Lastly they share an efficient implementation of a possible consistent hash function: Use a balanced binary search tree to store the buckets and their assignment in the range. If there are C buckets, then there will be k*C*log(C) entries, which gives a worse tree depth of log(C) and a worse possible calculation of log(C). The time for adding and removing a bucket is log^2(C) since we would need to remove k*log(C) points. To reduce this time to constant lookup, the authors suggest dividing the range into k*C*log(C) equal length segments and have a separate tree for each one. This allows us to more predictably have one bucket per segment. The problem with segments is that it requires smaller segments as more buckets are added. An amortized way recommended by the authors is to choose intervals of size 1/2^x such that 1/2^x < 1/k*C*log(C). Then as new buckets are added, gradually bisect each section.

Impossibility of Distributed Consensus with One Faulty Process [paper]

The consensus problem involves a system of asynchronous processes, some of which may be unreliable/faulty (die or crash). This paper proves that every solution, with even a single faulty process, has the possibility of non-termination.
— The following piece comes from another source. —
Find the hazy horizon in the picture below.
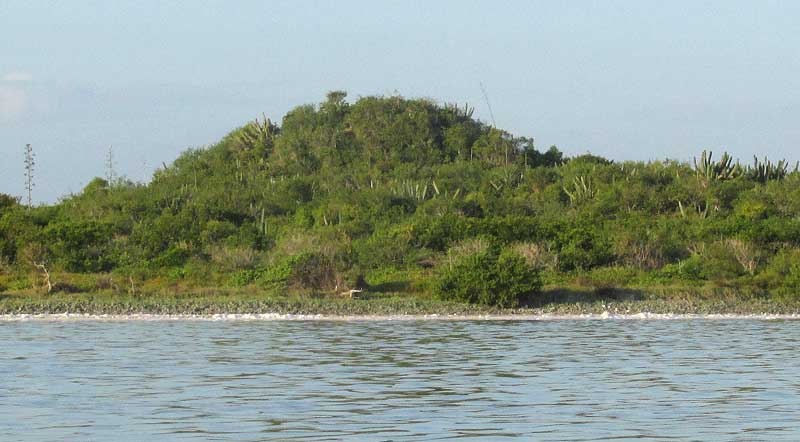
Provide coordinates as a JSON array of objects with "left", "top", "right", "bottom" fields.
[{"left": 2, "top": 0, "right": 799, "bottom": 203}]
The important takeaway: we can design our systems to make the possibility of a livelock small, but the probability is non-zero.


Despite being a short paper, the proofs themselves were pretty confusing. This post was critical for my understanding.
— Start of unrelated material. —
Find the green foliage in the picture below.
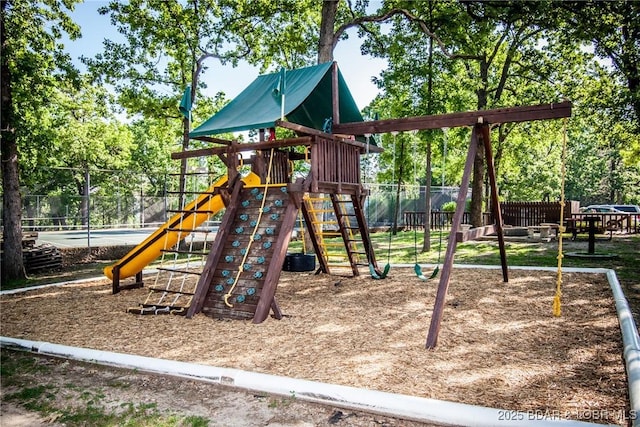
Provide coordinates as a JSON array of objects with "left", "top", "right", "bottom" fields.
[{"left": 441, "top": 201, "right": 456, "bottom": 212}]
The proof is comprised of two lemmas. The first lemma showed that there must be some initial configuration where consensus is not yet determined (caused by errors or message delays). Think of this as bivalent (having two possible truths) state. The second lemma shows that it is always possible to remain in a bivalent state by delaying a message.

Lets note the assumptions made by the proof: The underlying transport protocol is reliable; messages are delivered correctly and exactly once. There is no synchronized clock, and it is not possible to detect a slow process vs a dead process. Additionally, the proof relaxes the termination requirement and requires that only some process eventually decide on a value (weak consensus). Put another way, a message will always be delivered but can be delayed and can be delivered out-of-order.

For Strong Consensus these 3 properties must hold: termination: eventually, every correct process decides some value. agreement: all processes that decide do so on the same value. validity: the value must have been proposed by some process.

By proving their results under assumptions of weak concensus, the authors are able to extend the result to strong concensus systems.